Les soldats chez qui le syndrome de la guerre du Golfe est une conséquence réelle d’intoxications ou de traumas subis existent ; de même que nombre de viols « remémorés après coup » ont dû avoir lieu. Et le syndrome de fatigue chronique touche des adolescents sans le moindre signe qui rendrait vraisemblable l’hypothèse d’une origine psychogène ; de jeunes gens tout ce qu’il y a de plus reliés au réel qui ont manifestement été touchés par une épidémie inconnue.
La phrase dite en passant par Freud, selon laquelle « il n’y a pas de signe de réalité dans l’inconscient » – produit de vingt ans de travail acharné dans l’iceberg de la psyché humaine (ou viennoise) – s’applique précisément ici : le fait que des milliers de soldats revenant de la guerre du Golfe souffrent d’empoisonnements réels (et non d’une puce électronique secrètement greffée dans le cul), le fait que des milliers d’ados britanniques souffrent d’une fatigue qui présente tous les signes d’une infection ou d’un empoisonnement inexpliqué (et non d’une imagination hystérique) – au même titre que les viols avérés – ne changent rien au fait que les deux voies – les malades « avérés » comme les « non-avérés » – sont également justifiés dans leur prétention à être reconnus comme « réels ». Réels, aussi bien qu’ir-réels, ils le sont l’un comme l’autre. Seul le terme « psychogène » n’a rien à faire là pour désigner la lignée la plus « imaginaire ». Pourquoi devrait-on considérer comme « psychogène » ce qui est sur toutes les lèvres et dans toutes les oreilles, parce que cela sort, à haute fréquence et intensité, de tous les canaux médiatiques ? Ce sont, du moins sous forme de manifestation médiale-sérielle, des syndromes du broadcasting, ni psychogènes (= individuels), ni épidémiques (= causés par un virus inconnu).
Il se peut que même le livre de Showalter oublie partiellement son propre sous-titre : Hysterical Epidemics and Modern Media. Sous-titre soulignant que ce sont toujours des épidémies transmises, des épidémies électroniquement diffusées, médiatiquement organisées qui conduisent à certains symptômes « hystoriques ». Le caractère commun du devenir-transmis est son signe de réalité – un grand avantage.
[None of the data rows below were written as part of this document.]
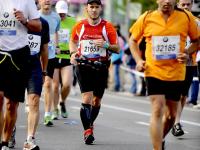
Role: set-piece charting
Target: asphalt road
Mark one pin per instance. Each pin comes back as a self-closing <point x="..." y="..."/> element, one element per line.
<point x="123" y="124"/>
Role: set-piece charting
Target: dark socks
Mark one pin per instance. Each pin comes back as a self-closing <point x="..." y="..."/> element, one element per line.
<point x="4" y="144"/>
<point x="94" y="113"/>
<point x="85" y="114"/>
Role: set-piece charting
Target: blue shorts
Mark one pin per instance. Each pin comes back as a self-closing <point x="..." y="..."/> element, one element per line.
<point x="51" y="67"/>
<point x="90" y="79"/>
<point x="36" y="80"/>
<point x="171" y="89"/>
<point x="60" y="63"/>
<point x="15" y="73"/>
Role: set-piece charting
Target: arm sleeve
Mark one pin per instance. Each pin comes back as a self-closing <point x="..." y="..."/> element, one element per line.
<point x="193" y="27"/>
<point x="32" y="10"/>
<point x="111" y="33"/>
<point x="137" y="29"/>
<point x="45" y="32"/>
<point x="75" y="32"/>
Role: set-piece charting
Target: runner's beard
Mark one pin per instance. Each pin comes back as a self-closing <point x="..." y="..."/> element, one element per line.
<point x="95" y="18"/>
Les gens « simplement intoxiqués » ne disposent pas d’un tel signe de réalité ou seulement dans une bien plus faible mesure. La série transmise n’en apparaît que plus forte.
Le fait de passer en permanence sur les ondes peut certes d’une part renforcer l’apparition de paniques hystériques mais fournit de l’autre un effet fondamental de stabilisation. Le certificat : je fais partie d’une série mystérieuse publiquement reconnue, partie de la série-fatigue chronique, je n’ai pas besoin de le cacher, au contraire, « je sommes nombreux », « je » est un objet exposé de la série, je est une pièce d’exposition ambulante, délesté en donnant au phénomène de défaillance une touche de normalité au quotidien, et en l’extirpant de la normalité : le mal de tête n’est plus du tout le même quand soixante mille autres le partagent ; soixante mille personnes avec les mêmes symptômes, toutes confirmées par le centre émetteur comme faisant partie du post-Gulf-War-syndrom. Le signe de réalité souhaité de sa pathologie est donc le signe de série (re)transmis. Les personnes souffrant de l’étiologie des ondes participent ainsi au caractère de réalité de la douleur « plus réelle » des intoxiqués.
L’amalgamation des syndromes (re)transmis avec certains genres littéraires, musicaux ou cinématographiques que constate Showalter n’a donc rien de surprenant, elle est de rigueur. Nombre d’« épidémies hystériques » « sont aujourd’hui précisément imbriquées dans un genre littéraire particulier : la personnalité multiple avec la confession, l’abus au cours de rituels sataniques avec l’histoire d’horreur, l’enlèvement par des extraterrestres avec la science-fiction », écrit la chercheuse en littérature.